Pasaron unos treinta minutos. Un hombre grande y acuerpado entró casi corriendo por el

portón, nunca antes lo había visto. Se me acercó y me dijo con voz de mando: Venga

conmigo, es urgente. Yo no dije nada, sólo lo seguí. Me llevó hasta “La Colina de los

Polochos”. Bajo un árbol de limón estaba mi hermana, desmallada, junto a ella había una

niña aindiada echándole viento con un cuaderno. Me acerqué. Le pregunté qué había

pasado, pero no alcanzó a responderme cuando el hombre que me habían llevado hasta ahí

me dijo nuevamente que lo siguiera. Le hice caso. Subimos la colina.
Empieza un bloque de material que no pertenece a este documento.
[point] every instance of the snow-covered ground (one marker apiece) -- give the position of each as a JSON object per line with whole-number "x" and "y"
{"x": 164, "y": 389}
Un policía se acercó y

le dio las gracias, este se alejó rápidamente. El Policía me miró con ojos entre tristes y

compasivos, me dio dos palmaditas en la espalda y sin decir nada me dirigió hasta un

charco de agua cristalina. Ahí estaba mi papá, tirado de bruces; con la mitad del cuerpo en

el agua y la otra mitad en la tierra; inflado de tanto tragar agua.